In my travels across the world, and in Canada, with the Canadian boccia team – a group of over 10 elite athletes in electric wheelchairs – a fairly frequent trend seems to be emerging. Flight attendants, waiters, facility managers and other people we come across, immediately talk to the nearest person without a disability in the group.
For example, a waitress will ask the person beside me, or one of my teammates: “What would he like to order?” I am really perplexed by this trend. Is awareness of what disability is, really so low that people think that a person with a disability cannot communicate?
Our approach as a team is normally for the person without a disability to say: “I don’t know, ask him.”
My theory is that this happens because people are afraid that communicating may be difficult. Boccia athletes do often have alternate ways of communicating that are not familiar to everyone.

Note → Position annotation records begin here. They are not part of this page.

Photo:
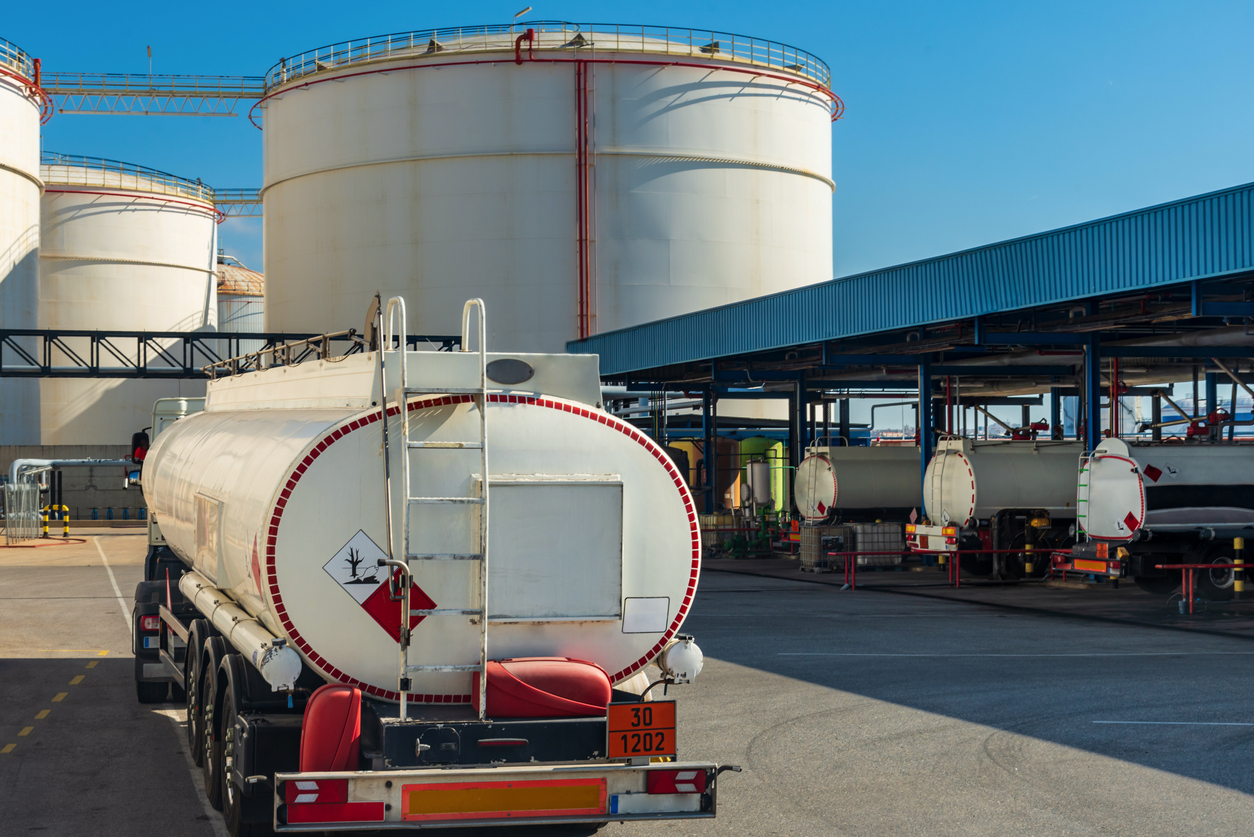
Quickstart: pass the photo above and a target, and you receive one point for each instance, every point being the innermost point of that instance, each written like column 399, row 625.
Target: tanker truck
column 420, row 589
column 987, row 496
column 1146, row 503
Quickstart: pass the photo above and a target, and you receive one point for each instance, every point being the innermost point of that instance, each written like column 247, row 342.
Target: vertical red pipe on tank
column 581, row 196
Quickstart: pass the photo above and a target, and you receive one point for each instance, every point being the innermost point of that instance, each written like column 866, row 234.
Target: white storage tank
column 126, row 249
column 20, row 107
column 607, row 177
column 849, row 481
column 241, row 303
column 969, row 479
column 275, row 493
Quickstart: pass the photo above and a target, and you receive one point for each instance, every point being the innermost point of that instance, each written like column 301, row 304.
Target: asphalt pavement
column 850, row 713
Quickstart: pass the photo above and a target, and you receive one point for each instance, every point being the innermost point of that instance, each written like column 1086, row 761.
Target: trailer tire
column 151, row 692
column 211, row 700
column 233, row 801
column 1217, row 585
column 198, row 634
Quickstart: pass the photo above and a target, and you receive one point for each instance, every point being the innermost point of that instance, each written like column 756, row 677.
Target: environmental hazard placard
column 355, row 567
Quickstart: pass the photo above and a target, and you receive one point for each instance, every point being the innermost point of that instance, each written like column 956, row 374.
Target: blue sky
column 966, row 123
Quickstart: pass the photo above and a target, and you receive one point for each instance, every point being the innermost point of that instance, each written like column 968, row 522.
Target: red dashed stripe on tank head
column 626, row 429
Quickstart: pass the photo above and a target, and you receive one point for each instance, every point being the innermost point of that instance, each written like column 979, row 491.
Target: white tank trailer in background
column 998, row 495
column 369, row 634
column 1146, row 503
column 860, row 485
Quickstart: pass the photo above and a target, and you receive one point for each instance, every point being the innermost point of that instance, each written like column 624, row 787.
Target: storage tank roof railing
column 16, row 60
column 72, row 170
column 554, row 37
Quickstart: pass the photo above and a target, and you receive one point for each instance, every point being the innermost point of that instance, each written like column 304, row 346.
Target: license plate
column 641, row 729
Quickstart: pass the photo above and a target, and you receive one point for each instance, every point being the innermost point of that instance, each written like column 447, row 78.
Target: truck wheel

It is annoying to be treated as not valuable, and from my perspective, there are two ways to counter this trend:
1. People with disabilities should communicate actively and maybe even aggressively. This is up to the individual person, finding a strategy that will work with their individual communication systems, that allows them to take charge of any situation. This means having the communication device ready to go, and not relying on others to communicate for you. If you communicate passively, you will be communicated to passively.
This also applies to people with disabilities who are verbal. I know plenty of people with disabilities who can speak, who do not do so with active confidence. If you are ready to communicate, and engage those around you with confidence, you will be engaged back.
2. If you are communicating with a stranger who has a disability, do it with openness, curiosity, friendship and respect. With this perspective in mind, the right words and actions will come, and the exchange will be highly positive.